Dia menjelaskan, Kabupaten Ogan Ilir menjadi daerah zona merah karena sepanjang musim kemarau 2025 ini tercatat paling banyak terjadi kebakaran hutan dan lahan.
Berdasarkan data hingga Agustus 2025 ini, tercatat lebih dari 150 kejadian kebakaran hutan dan lahan (karhutla) dengan luasan lahan yang terbakar mencapai ratusan hektare.

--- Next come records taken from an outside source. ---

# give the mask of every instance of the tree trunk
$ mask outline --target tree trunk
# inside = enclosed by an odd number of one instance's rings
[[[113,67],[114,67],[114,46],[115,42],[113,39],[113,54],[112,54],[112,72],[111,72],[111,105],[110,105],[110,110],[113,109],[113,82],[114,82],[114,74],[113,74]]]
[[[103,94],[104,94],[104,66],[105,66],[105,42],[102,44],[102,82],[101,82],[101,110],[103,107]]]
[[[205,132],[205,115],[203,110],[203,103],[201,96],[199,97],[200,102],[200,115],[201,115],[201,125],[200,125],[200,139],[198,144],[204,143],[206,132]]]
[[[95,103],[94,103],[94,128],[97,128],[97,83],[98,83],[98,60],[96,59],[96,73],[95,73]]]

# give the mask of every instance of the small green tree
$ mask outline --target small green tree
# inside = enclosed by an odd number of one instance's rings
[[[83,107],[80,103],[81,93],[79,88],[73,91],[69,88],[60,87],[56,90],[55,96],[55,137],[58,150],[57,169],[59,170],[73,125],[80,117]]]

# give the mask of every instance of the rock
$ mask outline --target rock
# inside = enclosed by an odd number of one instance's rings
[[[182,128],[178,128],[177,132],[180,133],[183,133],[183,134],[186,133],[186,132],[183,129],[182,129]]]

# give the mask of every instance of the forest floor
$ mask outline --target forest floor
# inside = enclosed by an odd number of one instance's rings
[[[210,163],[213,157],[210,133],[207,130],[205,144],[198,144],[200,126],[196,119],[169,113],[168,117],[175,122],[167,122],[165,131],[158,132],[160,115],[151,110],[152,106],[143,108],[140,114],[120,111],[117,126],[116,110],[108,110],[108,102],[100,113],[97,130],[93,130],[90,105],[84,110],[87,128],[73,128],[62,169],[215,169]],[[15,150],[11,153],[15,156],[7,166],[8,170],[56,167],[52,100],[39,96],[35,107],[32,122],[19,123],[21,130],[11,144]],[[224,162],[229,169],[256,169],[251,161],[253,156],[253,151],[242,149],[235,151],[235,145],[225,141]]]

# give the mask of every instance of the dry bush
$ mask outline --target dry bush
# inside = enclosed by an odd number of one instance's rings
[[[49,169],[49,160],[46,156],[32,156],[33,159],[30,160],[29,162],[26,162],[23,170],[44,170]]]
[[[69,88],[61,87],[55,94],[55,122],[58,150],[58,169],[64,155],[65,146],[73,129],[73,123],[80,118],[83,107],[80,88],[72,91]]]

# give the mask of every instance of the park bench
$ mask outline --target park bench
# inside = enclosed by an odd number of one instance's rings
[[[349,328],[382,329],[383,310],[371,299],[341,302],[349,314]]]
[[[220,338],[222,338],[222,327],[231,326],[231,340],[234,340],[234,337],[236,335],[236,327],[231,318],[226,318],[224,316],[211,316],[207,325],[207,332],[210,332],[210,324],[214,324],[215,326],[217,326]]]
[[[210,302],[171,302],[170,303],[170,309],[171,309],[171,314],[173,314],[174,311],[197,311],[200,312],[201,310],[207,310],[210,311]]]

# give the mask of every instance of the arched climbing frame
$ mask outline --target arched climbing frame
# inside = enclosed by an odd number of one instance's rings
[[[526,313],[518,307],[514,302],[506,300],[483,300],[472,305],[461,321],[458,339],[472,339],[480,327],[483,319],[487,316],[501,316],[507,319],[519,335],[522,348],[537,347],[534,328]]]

Untuk mencegah karhutla di daerah zona merah itu, pihaknya melakukan patroli udara dan darat di daerah rawan terjadinya karhutla.
Dalam kegiatan patroli itu dilakukan kegiatan pendinginan di daerah yang terdapat titik panas dan dilakukan penanggulangan atau pemadaman jika ditemukan lahan yang terbakar.
BACA JUGA:
Selain daerah zona merah, pihaknya juga mewaspadai daerah yang masuk dalam zona oranye yakni Kabupaten Muara Enim, Musi Banyuasin, dan Ogan Komering Ilir (OKI).
Melalui kegiatan pencegahan dan penanggulangan itu, diharapkan bisa dihindari terjadinya bencana kabut asap yang dapat mengakibatkan gangguan kesehatan dan berbagai aktivitas masyarakat, serta penerbangan, jelas Sudirman.